Fake news sources cause problems Reply

By Tristan Davis – Features Editor

It’s Sunday morning, and my Keurig is pumping out a decent cup of coffee for me to enjoy. I’ve been in New Jersey playing volleyball all weekend, so it’d be a good idea for me to catch up on what’s been happening in the world the past couple days. Here’s an idea; why not head over to BuzzFeed? They’ll catch me up right away and I’ll be able to converse with anyone I want regarding the weekend’s headlines. 

The top story is a news article by one of many “BuzzFeed news reporters,” a title so hilarious I almost spit my coffee onto my computer screen. It’s an update on Trump’s travel ban being shot down by a Federal Appeals Court. To be honest, it’s well-written, adheres to the standards of journalistic news articles, and the photo of Trump is credited to Reuters, not stolen from the vast selection of Trump headshots floating around the world wide web. I’ll keep scrolling.

The next article is titled “17 Insanely Funny Valentine’s Day Posts All Single People Will Relate To.” It’s a series of blown-up photos taken from Tumblr consisting of a three-to-five word caption like “just too real” or “this undeniably true realization.” After scrolling some more, one can find even more hard-hitting BuzzFeed stories such as “This Color-Coded Food Quiz Will Reveal If You’re A Fast Or Slow Eater.” Below that is a Pulitzer-worthy piece titled “Can We Guess Your Birthday Based On Your McDonald’s Preferences?” No, BuzzFeed, please refrain.

This is where the problem lies; entertainment sites deciding to dip their toes in the ocean of news journalism, and putting publications like the New York Times or the Boston Globe in a negative light.
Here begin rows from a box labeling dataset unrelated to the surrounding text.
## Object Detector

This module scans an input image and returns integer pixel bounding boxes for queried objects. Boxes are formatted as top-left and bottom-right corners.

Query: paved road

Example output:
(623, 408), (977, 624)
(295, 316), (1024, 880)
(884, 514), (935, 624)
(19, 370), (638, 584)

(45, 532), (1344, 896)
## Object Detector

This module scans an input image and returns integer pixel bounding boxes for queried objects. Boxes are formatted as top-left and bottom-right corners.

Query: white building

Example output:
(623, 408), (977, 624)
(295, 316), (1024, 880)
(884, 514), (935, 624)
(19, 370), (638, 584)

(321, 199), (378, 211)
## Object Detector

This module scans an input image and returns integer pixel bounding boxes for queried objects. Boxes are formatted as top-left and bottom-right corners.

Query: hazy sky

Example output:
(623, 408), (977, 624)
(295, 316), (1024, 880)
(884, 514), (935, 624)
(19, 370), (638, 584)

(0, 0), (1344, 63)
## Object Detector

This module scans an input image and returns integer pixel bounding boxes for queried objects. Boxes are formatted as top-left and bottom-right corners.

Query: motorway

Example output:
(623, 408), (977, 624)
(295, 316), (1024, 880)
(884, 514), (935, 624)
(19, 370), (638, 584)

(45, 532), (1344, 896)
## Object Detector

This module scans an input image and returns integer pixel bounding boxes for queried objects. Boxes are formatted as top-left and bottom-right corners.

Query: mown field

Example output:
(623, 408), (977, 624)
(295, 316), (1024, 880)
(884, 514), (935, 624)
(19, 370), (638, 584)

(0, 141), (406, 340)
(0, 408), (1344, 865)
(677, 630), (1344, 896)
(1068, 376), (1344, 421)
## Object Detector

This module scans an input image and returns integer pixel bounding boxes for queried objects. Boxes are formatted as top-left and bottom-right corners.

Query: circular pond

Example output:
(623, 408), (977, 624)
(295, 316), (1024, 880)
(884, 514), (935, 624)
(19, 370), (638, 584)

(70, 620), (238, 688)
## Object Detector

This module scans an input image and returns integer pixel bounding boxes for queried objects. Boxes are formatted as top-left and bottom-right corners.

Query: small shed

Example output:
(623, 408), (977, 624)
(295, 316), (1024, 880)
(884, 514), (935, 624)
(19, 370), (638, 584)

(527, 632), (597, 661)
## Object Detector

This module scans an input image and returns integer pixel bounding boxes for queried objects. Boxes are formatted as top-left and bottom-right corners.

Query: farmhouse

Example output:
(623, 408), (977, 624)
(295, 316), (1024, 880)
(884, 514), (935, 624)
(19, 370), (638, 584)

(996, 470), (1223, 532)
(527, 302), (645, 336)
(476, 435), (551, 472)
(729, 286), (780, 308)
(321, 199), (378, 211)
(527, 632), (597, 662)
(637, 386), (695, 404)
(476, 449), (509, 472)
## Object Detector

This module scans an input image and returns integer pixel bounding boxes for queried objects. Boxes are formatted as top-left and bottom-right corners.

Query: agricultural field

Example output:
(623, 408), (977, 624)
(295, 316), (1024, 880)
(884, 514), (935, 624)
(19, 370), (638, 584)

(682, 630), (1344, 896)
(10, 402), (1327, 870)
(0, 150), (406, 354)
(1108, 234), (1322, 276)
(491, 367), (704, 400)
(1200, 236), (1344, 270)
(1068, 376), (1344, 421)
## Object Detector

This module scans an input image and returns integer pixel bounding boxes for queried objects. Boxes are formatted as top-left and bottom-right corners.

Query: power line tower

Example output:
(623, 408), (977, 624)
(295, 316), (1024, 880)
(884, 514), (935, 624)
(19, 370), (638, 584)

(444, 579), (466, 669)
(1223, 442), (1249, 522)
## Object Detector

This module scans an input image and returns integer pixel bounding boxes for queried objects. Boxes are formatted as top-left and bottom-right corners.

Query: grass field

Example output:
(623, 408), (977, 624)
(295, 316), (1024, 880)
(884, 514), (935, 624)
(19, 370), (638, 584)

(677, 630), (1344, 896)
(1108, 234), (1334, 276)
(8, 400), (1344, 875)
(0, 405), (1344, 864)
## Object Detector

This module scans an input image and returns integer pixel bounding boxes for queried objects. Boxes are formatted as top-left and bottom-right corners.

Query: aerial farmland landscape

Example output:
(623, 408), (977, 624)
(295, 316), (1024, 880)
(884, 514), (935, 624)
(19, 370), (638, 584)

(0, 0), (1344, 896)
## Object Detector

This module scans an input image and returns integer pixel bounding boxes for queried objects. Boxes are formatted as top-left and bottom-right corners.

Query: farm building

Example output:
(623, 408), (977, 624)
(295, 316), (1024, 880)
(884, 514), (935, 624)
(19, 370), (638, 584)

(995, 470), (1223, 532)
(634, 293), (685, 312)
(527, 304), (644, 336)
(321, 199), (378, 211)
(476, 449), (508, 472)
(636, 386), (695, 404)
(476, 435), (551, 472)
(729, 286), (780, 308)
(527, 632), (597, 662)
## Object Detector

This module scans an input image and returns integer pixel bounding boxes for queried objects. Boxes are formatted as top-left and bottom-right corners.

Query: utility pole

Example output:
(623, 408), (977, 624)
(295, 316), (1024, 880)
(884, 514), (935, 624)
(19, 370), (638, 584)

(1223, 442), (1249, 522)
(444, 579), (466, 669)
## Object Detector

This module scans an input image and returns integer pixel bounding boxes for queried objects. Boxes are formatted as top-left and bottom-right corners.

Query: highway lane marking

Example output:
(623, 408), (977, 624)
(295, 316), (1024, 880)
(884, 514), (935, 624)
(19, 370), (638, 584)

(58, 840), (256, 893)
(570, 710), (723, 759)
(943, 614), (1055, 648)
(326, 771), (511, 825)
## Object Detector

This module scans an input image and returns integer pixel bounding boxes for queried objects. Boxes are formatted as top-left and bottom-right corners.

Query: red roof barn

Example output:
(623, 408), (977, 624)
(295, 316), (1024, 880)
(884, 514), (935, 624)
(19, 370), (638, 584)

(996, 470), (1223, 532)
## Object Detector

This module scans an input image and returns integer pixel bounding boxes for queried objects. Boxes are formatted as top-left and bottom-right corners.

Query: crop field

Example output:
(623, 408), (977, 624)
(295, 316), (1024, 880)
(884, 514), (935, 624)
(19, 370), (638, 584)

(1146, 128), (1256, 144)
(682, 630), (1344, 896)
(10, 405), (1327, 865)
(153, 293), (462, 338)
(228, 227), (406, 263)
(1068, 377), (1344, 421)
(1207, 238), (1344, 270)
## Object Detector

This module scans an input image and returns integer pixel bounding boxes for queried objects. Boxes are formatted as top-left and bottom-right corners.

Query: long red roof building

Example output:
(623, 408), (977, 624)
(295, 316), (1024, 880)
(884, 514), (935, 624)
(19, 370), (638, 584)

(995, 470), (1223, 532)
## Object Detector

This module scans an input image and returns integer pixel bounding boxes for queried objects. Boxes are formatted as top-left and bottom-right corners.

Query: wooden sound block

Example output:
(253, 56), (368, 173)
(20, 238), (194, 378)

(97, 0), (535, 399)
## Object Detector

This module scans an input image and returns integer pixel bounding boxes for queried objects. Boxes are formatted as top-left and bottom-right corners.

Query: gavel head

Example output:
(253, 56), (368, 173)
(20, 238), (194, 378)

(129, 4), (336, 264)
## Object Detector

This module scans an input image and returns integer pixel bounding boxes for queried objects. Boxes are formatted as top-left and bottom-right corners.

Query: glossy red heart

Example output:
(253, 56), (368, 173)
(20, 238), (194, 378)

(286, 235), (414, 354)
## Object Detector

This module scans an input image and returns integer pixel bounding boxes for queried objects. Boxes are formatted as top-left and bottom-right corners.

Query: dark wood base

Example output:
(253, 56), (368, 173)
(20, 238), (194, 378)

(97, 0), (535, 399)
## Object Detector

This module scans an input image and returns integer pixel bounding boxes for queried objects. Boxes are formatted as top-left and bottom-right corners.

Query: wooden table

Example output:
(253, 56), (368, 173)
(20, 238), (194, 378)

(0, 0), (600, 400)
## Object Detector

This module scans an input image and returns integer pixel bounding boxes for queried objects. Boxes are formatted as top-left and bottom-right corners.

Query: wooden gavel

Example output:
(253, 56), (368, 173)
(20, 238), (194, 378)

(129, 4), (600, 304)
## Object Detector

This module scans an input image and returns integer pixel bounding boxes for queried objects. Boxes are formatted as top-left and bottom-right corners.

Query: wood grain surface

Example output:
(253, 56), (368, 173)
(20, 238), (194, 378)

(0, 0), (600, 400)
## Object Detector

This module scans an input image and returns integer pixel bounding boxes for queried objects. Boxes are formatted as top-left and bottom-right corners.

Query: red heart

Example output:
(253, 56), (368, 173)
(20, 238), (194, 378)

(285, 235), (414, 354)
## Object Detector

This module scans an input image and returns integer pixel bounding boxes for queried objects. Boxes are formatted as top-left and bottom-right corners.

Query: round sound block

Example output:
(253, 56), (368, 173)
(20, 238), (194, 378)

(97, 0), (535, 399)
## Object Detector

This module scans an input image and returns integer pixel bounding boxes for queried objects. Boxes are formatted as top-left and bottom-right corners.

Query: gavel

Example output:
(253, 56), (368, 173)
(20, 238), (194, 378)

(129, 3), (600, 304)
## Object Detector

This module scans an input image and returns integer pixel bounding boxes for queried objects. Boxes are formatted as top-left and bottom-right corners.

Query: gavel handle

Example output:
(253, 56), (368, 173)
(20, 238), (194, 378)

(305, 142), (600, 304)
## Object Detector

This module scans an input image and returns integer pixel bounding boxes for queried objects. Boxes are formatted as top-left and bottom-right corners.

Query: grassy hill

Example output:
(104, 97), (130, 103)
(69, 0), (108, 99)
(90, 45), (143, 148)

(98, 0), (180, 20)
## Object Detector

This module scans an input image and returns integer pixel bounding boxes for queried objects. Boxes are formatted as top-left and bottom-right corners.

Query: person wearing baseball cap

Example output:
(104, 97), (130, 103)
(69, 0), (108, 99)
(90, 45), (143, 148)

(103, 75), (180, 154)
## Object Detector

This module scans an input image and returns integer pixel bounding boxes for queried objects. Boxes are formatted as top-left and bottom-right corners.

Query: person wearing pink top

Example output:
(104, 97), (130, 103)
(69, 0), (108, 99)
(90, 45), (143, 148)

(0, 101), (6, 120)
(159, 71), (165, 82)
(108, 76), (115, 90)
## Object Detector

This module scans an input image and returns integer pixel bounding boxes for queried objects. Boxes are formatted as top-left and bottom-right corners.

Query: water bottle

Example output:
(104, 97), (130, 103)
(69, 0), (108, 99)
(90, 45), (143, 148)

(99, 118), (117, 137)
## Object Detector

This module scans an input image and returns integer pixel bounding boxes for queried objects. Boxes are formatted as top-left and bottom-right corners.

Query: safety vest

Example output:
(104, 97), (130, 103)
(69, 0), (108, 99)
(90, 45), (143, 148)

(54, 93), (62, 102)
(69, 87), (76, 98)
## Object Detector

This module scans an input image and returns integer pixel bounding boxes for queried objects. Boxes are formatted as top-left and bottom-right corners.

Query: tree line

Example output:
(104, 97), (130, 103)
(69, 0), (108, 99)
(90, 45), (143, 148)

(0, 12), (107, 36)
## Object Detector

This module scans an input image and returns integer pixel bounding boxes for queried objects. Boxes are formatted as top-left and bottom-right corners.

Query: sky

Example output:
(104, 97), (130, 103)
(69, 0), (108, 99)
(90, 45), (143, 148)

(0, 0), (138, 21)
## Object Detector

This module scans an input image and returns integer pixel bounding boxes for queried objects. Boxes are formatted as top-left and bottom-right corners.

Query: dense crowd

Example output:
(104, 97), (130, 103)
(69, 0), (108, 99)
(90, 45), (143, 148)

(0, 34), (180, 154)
Celebrities and people with large followings are urging us not to read newspapers because they feel the 24-hour news cycle just isn’t what it used to be.

Though BuzzFeed is certainly the industry leader in articles such as “7 Easy Dinners That Basically Make Themselves,” sending news reporters to public events or press conferences makes it more difficult for news outlets to be taken seriously. Though everyone enjoys a meme from time to time, it’s crucial to differentiate what outlets are to be taken seriously, and what outlets just want me to “Build a Salad and Guess My Age and Dream Job.”